TeleSpeech-ASR1.0
Property | Value |
---|---|
License | Apache-2.0 |
Base Model Size | 0.09B parameters |
Large Model Size | 0.3B parameters |
Training Data | 300K hours unlabeled + 30 labeled dialects |
What is TeleSpeech-ASR1.0?
TeleSpeech-ASR1.0 is a groundbreaking multi-dialect speech recognition model developed by Tele-AI. It represents a significant advancement in handling Chinese dialect recognition by overcoming the traditional limitation of single-dialect models. The model is pre-trained on 300,000 hours of unlabeled multi-dialect speech data and fine-tuned with 30 different labeled dialects.
Implementation Details
The model is released in three variants: two pre-trained models (base and large) and one fine-tuned model. The base model contains 0.09B parameters, while the large model scales up to 0.3B parameters. The fine-tuned version is specifically optimized for the KeSpeech dataset covering 8 major Chinese dialects.

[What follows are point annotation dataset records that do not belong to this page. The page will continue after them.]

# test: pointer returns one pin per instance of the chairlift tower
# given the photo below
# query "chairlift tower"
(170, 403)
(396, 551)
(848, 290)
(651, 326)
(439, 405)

- Pre-trained base model: 0.09B parameters for feature extraction
- Pre-trained large model: 0.3B parameters with enhanced capabilities
- Fine-tuned KeSpeech model: Optimized for practical dialect recognition
Core Capabilities
- Multi-dialect recognition spanning 30 Chinese dialects
- Support for major dialects including Cantonese, Shanghai, Sichuan, and Wenzhou
- Character Error Rate (CER) as low as 4.0% on Aishell-1
- Robust performance across various test sets including WenetSpeech and Babel
Frequently Asked Questions
Q: What makes this model unique?
The model's ability to handle multiple dialects simultaneously with a single model architecture sets it apart from traditional single-dialect ASR systems. Its extensive pre-training on 300K hours of unlabeled data provides robust feature extraction capabilities.
Q: What are the recommended use cases?
The model is ideal for applications requiring multi-dialect Chinese speech recognition, particularly in scenarios involving regional dialect variations. It's suitable for both academic research and commercial applications, though commercial use requires specific licensing.